Belladonna* reading sparks discussion, manifesto about poets' material needs
On Tuesday night, in what could have been the living room of Dixon Place founder Ellie Covan (her original work/live space, which was a haven for avant-garde solo performance in the 1980s and 90s, has been transformed in recent years into a multimillion-dollar theater that's stayed true to its support and development of the experimental and in-progress arts, despite its new scale), we descended upon a Belladonna* reading. So you see we're telling a story! The two readers on this (eventually) crucial fall night were Belladonna* co-founder, poet and scholar Erica Kaufman, and German poet and translator Uljana Wolf. The reading itself was tops, to say the least; and if you know the work of these two at all, that's no surprise. What was surprising was the discussion that ensued! Poets and audience members addressed questions to the readers (with mediation from Belladonna* co-founder Rachel Levitsky) about their material lives in relation to poetics. Essentially this became a larger group conversation about academia, state-supported arts in Germany vs. the States, the job market within and outside academia, its affects on actual poems, personal transparency, and the general struggle to survive as a working writer. Also considered: Why are there so many arts organizations dedicated to the practical well-being of the artist; and why the seeming lack of such assistance in the poetry world?

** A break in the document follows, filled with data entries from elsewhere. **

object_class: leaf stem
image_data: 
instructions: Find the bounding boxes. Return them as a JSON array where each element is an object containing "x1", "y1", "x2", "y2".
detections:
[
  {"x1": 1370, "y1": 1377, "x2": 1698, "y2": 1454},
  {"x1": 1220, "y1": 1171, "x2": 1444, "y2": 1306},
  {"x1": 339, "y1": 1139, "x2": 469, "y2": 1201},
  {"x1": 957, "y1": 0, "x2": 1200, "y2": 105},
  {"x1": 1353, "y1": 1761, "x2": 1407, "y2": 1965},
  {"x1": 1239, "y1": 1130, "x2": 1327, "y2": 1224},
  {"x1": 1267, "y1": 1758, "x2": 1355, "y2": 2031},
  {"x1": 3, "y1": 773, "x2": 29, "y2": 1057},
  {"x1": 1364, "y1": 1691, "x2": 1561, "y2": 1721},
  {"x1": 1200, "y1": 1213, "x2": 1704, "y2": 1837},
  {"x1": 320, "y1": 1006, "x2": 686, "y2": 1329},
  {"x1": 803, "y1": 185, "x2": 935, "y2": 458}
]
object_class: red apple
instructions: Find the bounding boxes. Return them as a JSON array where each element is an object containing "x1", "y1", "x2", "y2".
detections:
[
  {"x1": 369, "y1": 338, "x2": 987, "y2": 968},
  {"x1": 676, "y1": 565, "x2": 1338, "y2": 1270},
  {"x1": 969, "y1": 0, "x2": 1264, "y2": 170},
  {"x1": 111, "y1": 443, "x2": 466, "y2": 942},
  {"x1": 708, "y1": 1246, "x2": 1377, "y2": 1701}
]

Cf. Fractured Atlas (first headline on their site: "Need Money for Your Art?"), NYFA, LMCC, for instance. We're not talking prizes, giant grants, and contests. All of which are great! But these orgs are a bit different, treating their respective members (some of whom, granted, are writers) as professionals (i.e., workers). There are often--comes with membership, we'll note--discounts on health insurance; workshops on grantwriting; tax and financial advice; community dialogue; information on job openings, studio space, and other resources. How to shift our poetry institutions from presentational or research-oriented (both also very necessary) to spaces in which a primary focus is the material reality of the average poet? And how does this all relate to an increasing dependency on the university for survival? A long conversation (this was a small start). Another start is the "Working Poet's Manifesto," written by Ana Božičević and published today on the Belladonna* site. She writes:
It’s hard to figure out what kind of work is appropriate for a poet. A few months ago a poet I admire wrote on a blog that a poet should not be a bureaucrat and administrator -- a poet should be a poet, live for the art. Blue collar work was not even mentioned. So, let’s see, regular jobs are unpoetic, but then I read elsewhere that teaching is even worse – academic jobs are somehow deemed “not real,” as though academia were a virtual realm like the internet but counted even less. Staying at home in a different arrangement also doesn’t seem to do a poet good – mom poets are not paid for their work of mothering and often can’t go to readings and travel, poets fortunate enough to have a private income can’t mention it lest they be dubbed trust-fund babies, itinerant poets who move from colony to colony can’t keep a boyfriend or girlfriend to save their lives, poets with government grants are sellouts. Most of you in the room have been pegged as one or the other. Prestige & stigma are doled out in a random system of poet-castes that shift & refract differingly depending on the site you’re reading, the people you’re chatting with.
I listen and I am confused. I eat. What should I eat? I sleep – where? Does it have to be uncomfortable? Can I earn my rent or must I only accept donations, like a fortuneteller? I really don’t like being told what to do, especially by people who are not paying me. Why should a poet be a stranger to any human experience? Maybe it’s only my communist upbringing speaking. All I know is that everything is real and every work counts. Writing counts. Bricklaying counts. Pushing paper typing pouring coffee counts. Mothering counts. Everything counts and everything belongs to a poet, belongs in a poem.
What should a poem do? Auden wrote in lovely flowing lines that Poetry makes nothing happen. Maybe it’s just atomic physics, but nothing looks a whole lot like everything to me from here. How does it make you feel if you switch those two and say that Poetry makes everything happen? Now substitute Poetry for Poet: a poet makes everything happen. Now turn around and look at your friends here – isn’t it funny? It’s completely true: Aphra Behn: a spy, Marianne Moore a library assistant, Diane di Prima and Anne Waldman and Amy King teachers, Vanessa Place an attorney, Hanna Andrews an editor, E. Tracy Grinnell and Rachel Levitsky publishers – poets are making everything happen all over the place. And that means that we also change everything.